Restriction level: Cannot be used for relation.
|Use index |
Index Type: Indexing enables efficient retrieval of data in the database. Indexing enables you to store a small portion of the data in special data structures, which supports efficient and quick search results. For more information, see Indexing.
It is recommended that you enable indexing for:
- Fields that are going to be searched
- Fields that are used for contextual permissions
- Fields that require field links and foreign key enabled
Indexing can be enabled for the following data types:
- String, Select one
- Basic: All values of the field are indexed. This enables you to perform a search for the complete string in the record. For example, if the value "England" is provided in a record, the complete string "England" is indexed.
- Stemmed: A stem length for the string must be provided, and an index is created based on the stem of that word. Stem length is set in the Stemmed length (bytes*) field. For example, the stem for words "collaboration", "collaborated" and "collaborating" is collab.
- Unique: Unique indexing rejects duplicate values, thus preventing users from inserting the same value for more than one field in the record. For example, if the value "email@example.com" is used in the email field, if you create another field with the value "firstname.lastname@example.org", a duplicate value error is displayed when saving the record and the record is not saved.
- Unique Stemmed: Users are prevented from inserting the same stemmed value for more than one field in the record. Stem length is set in the Stemmed length (bytes*) field. For example, if the value "345-ACCNT-09" is used in a field Employee ID, if you create another field with the value "345", a duplicate value error is displayed when saving the record and the save action is rejected.
- Date, Number and Integer: For numbers and integer field type, the data is saved in buckets and the constraint is applied based on the order of magnitude which is written as 10 to the nth power. For example, if you set the value of the field to 30, the data is saved in 3 buckets.
Date fields are converted to Unix timestamp in seconds.
|Field Link |
This option is available only if indexing is enabled.

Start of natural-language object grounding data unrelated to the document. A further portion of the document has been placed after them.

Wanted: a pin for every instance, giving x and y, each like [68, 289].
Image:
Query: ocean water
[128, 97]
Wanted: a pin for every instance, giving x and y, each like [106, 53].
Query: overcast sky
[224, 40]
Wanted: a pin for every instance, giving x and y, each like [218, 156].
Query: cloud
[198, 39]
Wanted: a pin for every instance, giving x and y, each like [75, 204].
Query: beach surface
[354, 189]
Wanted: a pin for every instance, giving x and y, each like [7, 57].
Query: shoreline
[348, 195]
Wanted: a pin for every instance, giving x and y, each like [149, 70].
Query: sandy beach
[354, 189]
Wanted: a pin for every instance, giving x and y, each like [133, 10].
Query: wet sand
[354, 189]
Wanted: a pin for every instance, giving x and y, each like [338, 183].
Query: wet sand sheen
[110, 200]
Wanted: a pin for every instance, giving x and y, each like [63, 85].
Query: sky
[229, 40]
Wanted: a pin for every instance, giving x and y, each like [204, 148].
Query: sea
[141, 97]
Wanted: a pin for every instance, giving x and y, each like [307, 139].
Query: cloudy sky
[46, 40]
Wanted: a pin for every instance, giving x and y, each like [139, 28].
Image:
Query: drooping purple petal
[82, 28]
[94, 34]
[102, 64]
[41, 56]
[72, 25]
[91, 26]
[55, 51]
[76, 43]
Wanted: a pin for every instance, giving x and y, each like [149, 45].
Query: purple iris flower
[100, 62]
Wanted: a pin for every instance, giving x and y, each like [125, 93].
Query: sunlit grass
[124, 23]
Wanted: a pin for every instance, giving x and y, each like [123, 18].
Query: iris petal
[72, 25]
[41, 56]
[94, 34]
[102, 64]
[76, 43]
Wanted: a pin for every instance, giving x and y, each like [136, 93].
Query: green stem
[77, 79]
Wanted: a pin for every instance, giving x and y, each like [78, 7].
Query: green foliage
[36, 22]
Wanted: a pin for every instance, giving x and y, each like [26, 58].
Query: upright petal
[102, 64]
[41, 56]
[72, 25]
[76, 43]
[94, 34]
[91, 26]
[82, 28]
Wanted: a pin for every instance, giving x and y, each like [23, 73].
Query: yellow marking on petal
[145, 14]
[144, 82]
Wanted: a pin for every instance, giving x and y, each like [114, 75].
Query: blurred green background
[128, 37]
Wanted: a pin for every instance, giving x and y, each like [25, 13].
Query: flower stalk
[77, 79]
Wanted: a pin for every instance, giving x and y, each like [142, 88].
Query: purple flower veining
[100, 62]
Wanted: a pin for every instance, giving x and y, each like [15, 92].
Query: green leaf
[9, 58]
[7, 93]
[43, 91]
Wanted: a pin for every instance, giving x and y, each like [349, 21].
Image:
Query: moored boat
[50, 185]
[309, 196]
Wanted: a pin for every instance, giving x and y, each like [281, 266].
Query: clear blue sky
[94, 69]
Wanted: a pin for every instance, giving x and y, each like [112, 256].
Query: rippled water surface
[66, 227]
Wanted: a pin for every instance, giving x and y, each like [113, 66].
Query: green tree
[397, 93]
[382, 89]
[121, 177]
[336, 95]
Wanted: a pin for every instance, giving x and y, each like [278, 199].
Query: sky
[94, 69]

This field allows you to create a relationship between a field in the current (child) record to a field in another record (parent). When creating a record, the child record inherits the values from the parent record. For more information, see Field Link and Foreign Keys.
Record Name: The drop-down list displays the list of records. Select the parent record that contains the field.
To Field: The drop-down displays the list of fields that exist for the record. Select the field name from the drop-down list.
Performance may be affected if the fields in both the parent and child records are not indexed.
|Enforce Foreign Key|
If enabled, before saving the record it verifies that the field exists in the parent table. Thus, ensuring foreign key integrity.
Set an override minimum security score to view this data when it contextually matches one of the following:
- Current user threshold: contextually match the current user
- Base threshold score: does not contextually match the current user
Separate permissions are required to read and write data. There are situations, especially in BPM workflows, where users may require only write access and no read access.
Click theAdd permissions box displays. On this screen, you have to first select to "identify users" to whom the permission is applied, and then, select "what" permission should be applied:button. The
- read this field: Allows users to only view the field
- write to this field: Allows users to write to the field
- both read from and write to this field: Allows users to view and write to the field
Click Save to save and apply the settings.
Copying and pasting permissions
Creating and applying complex permission can be time-consuming and therefore to simplify this, you can use the Copy/Paste option.
Once you have applied the required permission settings to a field, you can Copy the settings and apply to all other required field using the Paste option.
Click Save to save your changes. Click Revert changes to undo the current changes and revert to the last saved version.